Suddenly she noticed the tiny drops of blood on her fingers.

"Oh!" she said.

She put her hand up to the front of her gown, drew out a handkerchief, and pressed her fingers with it.

"How stupid of me!"

Hamza appeared.

"Ah, the felucca is ready!" said Mrs. Armine.

Isaacson leaned back quietly, and made himself comfortable on the broad divan.

"In a minute, Hamza!" she said.

Hamza went away.

"That's a marvellous fellow you've got," said Isaacson.

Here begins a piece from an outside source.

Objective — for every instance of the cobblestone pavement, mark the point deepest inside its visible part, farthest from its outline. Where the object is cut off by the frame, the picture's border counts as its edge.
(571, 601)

Although he spoke almost under his breath, he managed to introduce into his voice the quiet sound of a man of the world very much at his ease, and with a pleasant half-hour before him. "I saw him praying this afternoon."

"Praying?"

"Yes, when he brought your note."

A look of horror crept over her face, and was gone in an instant.

"Oh, all these people pray."

She sat more forward on the divan, almost like one about to get up. Isaacson crossed one leg over the other.

"What you told me this morning did make me uneasy about your husband," he said, leaving the Mohammedan world abruptly.

"Then I must have spoken very carelessly," she said, quickly.

All the time they were talking, she made perpetual slight movements, and was never perfectly still.

"Then you are not at all uneasy about his condition?"

"I--I didn't say that. Naturally, a wife is a little anxious if her husband has been ill. But he is so much better than he was that it would be foolish of me to be upset."